Luego tomó una ducha rápida, se puso unos tejanos y un jersey de cuello alto y se maquílló con discreción. Mientras lo hacía, observó las patas de gallo que comenzaban a formarse alrededor de sus ojos. No se sentía mayor que cuando había regresado de la facultad de medicina, pero era imposible negar el paso del tiempo.
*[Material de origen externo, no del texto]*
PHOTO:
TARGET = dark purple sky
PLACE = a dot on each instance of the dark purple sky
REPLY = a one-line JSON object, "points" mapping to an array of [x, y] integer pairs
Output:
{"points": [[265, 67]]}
Jack llegó a la hora prevista. Cuando Laurie miró por la mirilla, lo único que vio fue una imagen aumentada de su cara risueña, que había puesto a apenas dos centímetros de la lente. Rió su gracia mientras abría la hilera de cerrojos que protegían la puerta.
– ¡Adelante, payaso! -lo recibió.
– Quería asegurarme de que me reconocieras -dijo él mientras entraba en el apartamento-. Mi incisivo superior roto se ha convertido en mi principal seña de identidad.
Mientras ella cerraba la puerta, notó que su vecina, la señora Engler, se había asomado para averiguar quién la visitaba. Laurie le dirigió una mirada fulminante. Era una cotilla.
La cena fue un éxito; la comida estaba perfecta y el vino pasable. La excusa de Jack fue que en la bodega más cercana a su apartamento sólo vendían marcas baratas.
Durante la velada, Laurie tuvo que morderse la lengua en más de una ocasión para no tocar ningún tema espinoso. Le hubiera encantado hablar de su relación, pero no se atrevió.
Intuía que la reticencia de Jack se debía, en parte, a una experiencia traumática del pasado.
Seis años antes, su esposa y sus dos hijas habían muerto trágicamente en un accidente de aviación. Jack se lo había contado a Laurie después de varios meses de salir juntos, pero luego se había negado a volver a hablar del tema. En cierto modo, esta idea le ayudaba a no tomar la resistencia de Jack a comprometerse como algo personal.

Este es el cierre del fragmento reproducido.